Fenn closed his eyes. He’d been knackered when he’d woken up and this day had been a month long and he’d dug a trench a mile deep. A mean pulse of pain hammered at his left temple. The desire to not be here was overwhelming. He opened his eyes. The young toe-rag was still there, all full of life and fun and spite.
“Don’t do this,” Fenn said.
“Don’t do what? You did your work. You got your meal, now you’re getting the horse. You want to make a cheat of me? Turn me into a cheating Lutian, eh?”
“Don’t talk to me about Lutians, boy. I’m from Mandillo.” He didn’t know where that had come from, but there it was. “You heard of it? You remember the war? Suppose you’re too young, but I ain’t. The sea turned to fire and those Lutians burned my home. And now you—you think this is funny?”
Master Jerkin rolled his eyes. “Gods, it was a manner of speaking. I don’t care where you’re from. You earned that horse. Take it. Then you can go.”
Things were about to get physical. A shove, probably. It was in the young snot’s stance. It was in his eyes. He wasn’t going to back down in front of his mates.
Fenn was taller, twice as broad, with fists like mallets. He could pound the little shit into a smear on the road. Give the flies something to celebrate. Ah, and it would feel good to smash the glint from the little bastard’s eyes, to feel his nose crunch in a gout of blood and pain.
Fenn breathed out, unclenched his fists. He didn’t hold with violence. It was tempting. But wasn’t never worth it in the end.
What would it hurt to carry the horse around the first corner and dump it under a hedge? Should have done that in the first place. Should never have got into this. All that bollocks about Mandillo. And it was bollocks. Fenn had lost his home years before the war. And his own stupid fault it had been too. He’d been trying for sympathy he didn’t deserve. Anyway, no one cared. He was bandying words with a louse.
He glanced at the horse again and saw a way to save a little dignity.

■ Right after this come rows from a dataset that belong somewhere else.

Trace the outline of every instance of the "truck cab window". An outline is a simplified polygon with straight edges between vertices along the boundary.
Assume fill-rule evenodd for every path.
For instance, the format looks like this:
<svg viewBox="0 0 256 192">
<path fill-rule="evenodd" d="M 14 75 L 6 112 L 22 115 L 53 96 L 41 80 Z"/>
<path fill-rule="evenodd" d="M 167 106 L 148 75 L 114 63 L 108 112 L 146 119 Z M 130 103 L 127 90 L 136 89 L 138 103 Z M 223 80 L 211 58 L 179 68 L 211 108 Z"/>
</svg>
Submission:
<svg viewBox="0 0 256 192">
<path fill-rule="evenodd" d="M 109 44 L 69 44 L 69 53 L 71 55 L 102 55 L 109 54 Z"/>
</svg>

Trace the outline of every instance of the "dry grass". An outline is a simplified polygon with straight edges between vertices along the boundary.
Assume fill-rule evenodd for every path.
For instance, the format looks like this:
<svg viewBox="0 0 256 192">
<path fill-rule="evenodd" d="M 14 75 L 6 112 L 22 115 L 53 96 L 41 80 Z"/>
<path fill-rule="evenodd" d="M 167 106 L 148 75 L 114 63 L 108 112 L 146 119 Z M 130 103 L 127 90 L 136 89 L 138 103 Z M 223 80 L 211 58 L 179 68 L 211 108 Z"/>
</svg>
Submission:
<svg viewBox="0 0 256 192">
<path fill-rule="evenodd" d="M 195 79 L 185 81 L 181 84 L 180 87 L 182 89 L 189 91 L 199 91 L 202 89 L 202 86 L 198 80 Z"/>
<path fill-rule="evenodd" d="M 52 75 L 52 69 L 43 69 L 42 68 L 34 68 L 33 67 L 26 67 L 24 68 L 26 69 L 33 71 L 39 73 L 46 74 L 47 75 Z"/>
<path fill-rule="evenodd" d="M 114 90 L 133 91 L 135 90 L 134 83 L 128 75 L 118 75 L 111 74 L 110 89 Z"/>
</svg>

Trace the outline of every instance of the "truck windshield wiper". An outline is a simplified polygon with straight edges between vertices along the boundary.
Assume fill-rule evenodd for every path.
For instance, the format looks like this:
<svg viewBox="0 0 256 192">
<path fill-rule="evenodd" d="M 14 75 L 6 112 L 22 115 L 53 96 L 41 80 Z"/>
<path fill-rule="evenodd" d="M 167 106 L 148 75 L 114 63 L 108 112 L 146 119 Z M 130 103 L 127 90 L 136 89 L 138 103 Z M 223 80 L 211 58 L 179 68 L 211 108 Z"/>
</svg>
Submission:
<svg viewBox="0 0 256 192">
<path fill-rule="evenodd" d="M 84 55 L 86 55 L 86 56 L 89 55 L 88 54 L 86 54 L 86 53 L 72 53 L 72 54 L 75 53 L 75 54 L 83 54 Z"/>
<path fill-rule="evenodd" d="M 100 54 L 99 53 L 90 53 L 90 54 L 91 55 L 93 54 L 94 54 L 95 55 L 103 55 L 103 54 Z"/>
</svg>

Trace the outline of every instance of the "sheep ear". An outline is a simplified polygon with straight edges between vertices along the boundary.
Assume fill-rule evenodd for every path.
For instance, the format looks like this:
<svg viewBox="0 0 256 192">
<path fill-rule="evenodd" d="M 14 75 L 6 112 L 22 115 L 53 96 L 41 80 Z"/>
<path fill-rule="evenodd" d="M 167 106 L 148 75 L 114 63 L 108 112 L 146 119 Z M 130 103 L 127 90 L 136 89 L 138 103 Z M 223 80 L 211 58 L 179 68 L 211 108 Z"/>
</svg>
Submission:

“All right,” he said. “Ain’t what you promised and you know it. You are a cheat so I hope you’re proud of that. But sacking’s good to sleep on so I’ll take it.”
He nodded to the serving woman. “Thank them in the kitchen for the food, missus. They was right generous at least.” He turned back to Master Jerkin. “And you, mate. I’ll keep you in my prayers. Hope nothing bad happens to you. You know, like falling and breaking your leg next time you ride that velocipede. Those corners, eh? They want watching.”
The lad knew an ill wish when he heard one. His face hardened and he took a step closer. But Fenn turned away and scooped the sacking horse off the fence, rolled it into a bundle so the long legs wouldn’t trip him, hoisted it to his shoulder. He took a step, then another, face burning as the crowd raised a ragged cheer. He wanted to vanish, to run, to be a thousand miles away in a flash of magic. He forced himself to walk slow. He would not hurry. He would not show he cared.
As he passed the young man, the fellow said under his breath, “I see you again, I set the dogs on you.”